When trading forex, what is a forex swap?

Swap refers to a simultaneous exchange of two different currencies between two parties. It is usually done to procure loans in a different foreign currency at better interest rates. One party borrows a particular currency from another party and simultaneously lends another currency to that party.

Both parties take a loan in their respective currencies and agree to swap the principal amounts and interests on the loans. So, the two parties continue to pay the interest on the currency that they have received through the swap. Once the agreed term period of the swap is over, the principal amounts are again exchanged at a previously agreed rate. This rate is also called the spot rate. The spot rate is the exchange rate or current market value of both currencies on the date of settlement. For forex spot transactions, the settlement date is usually two business days from the trade date.

The currency interest rates and interest rates in forex decide whether you will be receiving money from the swap or paying for it.

On what factors in trading forex does the swap rate depend?

Whether the forex swap works in your favor or against you will depend on certain critical factors.

Currency interest rate

All currencies are managed by the central bank of their respective countries. The central bank decides a particular currency’s interest rate. This interest rate is the amount of money anyone can make when they lend out that particular currency. So, if you are borrowing a currency from another party, you are supposed to repay the amount with interest.

The same goes for the other party since in a forex swap, currency is being exchanged between both parties. In such a case, whichever currency has a higher interest rate should bring more returns.

Interest rates in forex

Then there is the interest rate associated with the forex market as well. This is the amount that your broker will charge if you keep a trade open overnight for as many days as you hold this position. If you close the trade before midnight, the broker does not charge you anything for the swap, but if you leave it open for the next day, a rollover fee will be charged for holding it, depending on the forex interest rate.

How is the rollover fee calculated?

You need to understand why this fee is charged by your broker and how it is calculated against a currency swap, so you can make better decisions. Let us consider an example where you’re swapping the US dollar against the Euro. It is important to remember that when currency exchange is taking place, your broker cannot deliver the currency physically to your account, but the amount you are paying is debited from your trading account.

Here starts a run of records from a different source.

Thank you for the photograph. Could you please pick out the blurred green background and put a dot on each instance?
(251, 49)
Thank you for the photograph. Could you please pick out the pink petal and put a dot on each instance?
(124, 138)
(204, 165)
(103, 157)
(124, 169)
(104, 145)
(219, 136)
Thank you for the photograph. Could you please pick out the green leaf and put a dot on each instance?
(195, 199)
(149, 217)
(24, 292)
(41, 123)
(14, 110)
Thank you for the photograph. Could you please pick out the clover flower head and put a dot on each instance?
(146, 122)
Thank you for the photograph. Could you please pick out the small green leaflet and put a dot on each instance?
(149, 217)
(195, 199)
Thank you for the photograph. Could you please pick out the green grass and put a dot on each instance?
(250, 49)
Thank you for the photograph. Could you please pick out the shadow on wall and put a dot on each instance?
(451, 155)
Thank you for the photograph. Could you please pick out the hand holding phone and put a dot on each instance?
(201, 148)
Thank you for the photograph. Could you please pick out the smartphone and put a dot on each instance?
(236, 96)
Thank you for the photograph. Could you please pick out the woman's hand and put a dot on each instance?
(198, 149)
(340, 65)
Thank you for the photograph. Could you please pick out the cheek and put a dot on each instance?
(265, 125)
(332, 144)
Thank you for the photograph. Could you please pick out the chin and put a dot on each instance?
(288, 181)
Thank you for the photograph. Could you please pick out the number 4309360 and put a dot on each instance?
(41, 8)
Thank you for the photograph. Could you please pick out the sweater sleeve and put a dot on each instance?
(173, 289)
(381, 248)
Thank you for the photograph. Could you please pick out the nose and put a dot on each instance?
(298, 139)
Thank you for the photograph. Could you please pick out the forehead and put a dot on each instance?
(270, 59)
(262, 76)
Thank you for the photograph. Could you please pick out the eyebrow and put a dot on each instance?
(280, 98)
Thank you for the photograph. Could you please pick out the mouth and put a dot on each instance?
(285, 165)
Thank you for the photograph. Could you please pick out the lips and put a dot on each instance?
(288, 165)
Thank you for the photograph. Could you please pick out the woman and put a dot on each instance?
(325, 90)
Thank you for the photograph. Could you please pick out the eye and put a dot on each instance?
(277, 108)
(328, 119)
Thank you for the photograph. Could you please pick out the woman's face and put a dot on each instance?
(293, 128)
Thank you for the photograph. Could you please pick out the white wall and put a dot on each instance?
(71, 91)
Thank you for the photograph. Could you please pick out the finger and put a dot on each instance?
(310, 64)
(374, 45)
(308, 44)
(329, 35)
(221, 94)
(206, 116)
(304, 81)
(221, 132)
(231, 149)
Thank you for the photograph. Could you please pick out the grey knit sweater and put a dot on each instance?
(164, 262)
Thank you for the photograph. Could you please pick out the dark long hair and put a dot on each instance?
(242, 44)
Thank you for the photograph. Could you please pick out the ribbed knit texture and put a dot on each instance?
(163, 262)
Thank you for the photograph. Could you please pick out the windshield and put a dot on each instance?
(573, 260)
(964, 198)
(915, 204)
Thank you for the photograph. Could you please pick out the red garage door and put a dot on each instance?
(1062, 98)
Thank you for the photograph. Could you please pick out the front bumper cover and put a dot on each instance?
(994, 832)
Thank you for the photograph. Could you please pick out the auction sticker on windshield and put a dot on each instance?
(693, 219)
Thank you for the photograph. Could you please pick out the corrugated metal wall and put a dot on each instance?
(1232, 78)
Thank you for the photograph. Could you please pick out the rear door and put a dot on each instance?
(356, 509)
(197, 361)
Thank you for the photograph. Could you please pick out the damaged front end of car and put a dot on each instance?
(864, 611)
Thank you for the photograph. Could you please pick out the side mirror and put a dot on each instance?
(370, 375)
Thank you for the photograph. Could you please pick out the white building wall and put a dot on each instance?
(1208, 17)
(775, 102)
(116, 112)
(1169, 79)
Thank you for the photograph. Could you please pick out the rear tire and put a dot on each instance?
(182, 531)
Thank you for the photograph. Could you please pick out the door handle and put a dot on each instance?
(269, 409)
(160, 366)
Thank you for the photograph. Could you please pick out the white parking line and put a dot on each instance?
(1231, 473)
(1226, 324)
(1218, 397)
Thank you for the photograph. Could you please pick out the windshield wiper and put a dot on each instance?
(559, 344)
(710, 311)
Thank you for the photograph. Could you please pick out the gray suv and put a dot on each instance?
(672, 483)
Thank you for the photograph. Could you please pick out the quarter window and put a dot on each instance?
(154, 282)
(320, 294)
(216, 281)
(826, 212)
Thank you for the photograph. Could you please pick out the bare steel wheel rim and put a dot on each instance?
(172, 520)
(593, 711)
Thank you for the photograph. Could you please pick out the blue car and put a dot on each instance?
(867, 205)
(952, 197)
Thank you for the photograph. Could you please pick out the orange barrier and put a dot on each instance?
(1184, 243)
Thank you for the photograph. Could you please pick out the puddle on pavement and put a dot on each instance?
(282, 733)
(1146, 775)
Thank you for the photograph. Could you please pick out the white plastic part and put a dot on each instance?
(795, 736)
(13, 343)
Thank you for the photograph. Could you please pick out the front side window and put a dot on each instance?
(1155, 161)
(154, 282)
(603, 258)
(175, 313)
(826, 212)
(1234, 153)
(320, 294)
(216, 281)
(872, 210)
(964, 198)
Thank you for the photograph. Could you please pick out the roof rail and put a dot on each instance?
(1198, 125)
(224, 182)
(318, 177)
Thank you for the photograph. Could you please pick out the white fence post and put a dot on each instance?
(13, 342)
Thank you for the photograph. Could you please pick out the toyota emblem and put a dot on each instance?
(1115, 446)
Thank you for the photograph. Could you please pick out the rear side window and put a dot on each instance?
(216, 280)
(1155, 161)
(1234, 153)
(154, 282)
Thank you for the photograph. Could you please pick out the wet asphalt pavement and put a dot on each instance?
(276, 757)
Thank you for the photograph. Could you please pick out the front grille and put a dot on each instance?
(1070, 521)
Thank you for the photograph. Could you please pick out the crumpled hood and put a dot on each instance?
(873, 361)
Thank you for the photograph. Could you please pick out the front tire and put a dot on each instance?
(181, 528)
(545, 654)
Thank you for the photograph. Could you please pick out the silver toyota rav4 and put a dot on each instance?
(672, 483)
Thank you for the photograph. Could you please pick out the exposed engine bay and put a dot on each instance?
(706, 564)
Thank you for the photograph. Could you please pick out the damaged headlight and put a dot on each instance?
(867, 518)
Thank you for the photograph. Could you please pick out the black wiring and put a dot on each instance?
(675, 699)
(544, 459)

So, let us say you are buying 10,000 Euros from your broker against a sum of 11,000 USD borrowed from your broker. The broker does not deliver the 10,000 Euros to your bank account, but the amount in USD is deducted from your account. This technically means that the broker is borrowing 10,000 Euros from you. This is a swap.

Now the interest rate comes into the picture. The central banks decide the interest rates for overnight lending for the respective currencies. In this example, the interest you pay for borrowing the USD from your broker is set by the Federal Reserve System. While the interest your broker pays to you for the Euros they have borrowed will be set by the European Central Bank. The difference between these two rates will be the swap rate.

Now, if the Federal interest rate is set at 0.75% and the ECB interest rate is 0%, annually, here’s how it works. You need to pay your broker 0.75% annually or 0.00208% daily on the borrowed USD amount, while your broker needs to pay 0% for the Euros they borrowed.

So, for every day that the position is open, your broker will charge you the difference amount between 0 Euros and 0.23 USD. This is the negative swap or interest rate you pay to your broker for holding the position.

If it had been the other way round, and the ECB interest rate had been higher than the Fed interest rate, you would be earning the difference amount per day.

How to gain from a swap in trading forex?

You need to make careful, strategic moves in forex trading if you want to be gaining from swaps instead of paying up. For example, swapping when you feel that the currency pair with a big positive difference in interest rates is going to be stable for a long period, you can earn huge amounts in interest from the broker.

Keep track of the central bank interest rates and latest forecasts so that you can make well-informed decisions regarding swap in trading forex. Also, closely follow the swap calculation methods and rate offered by your broker to avoid additional forex trading costs.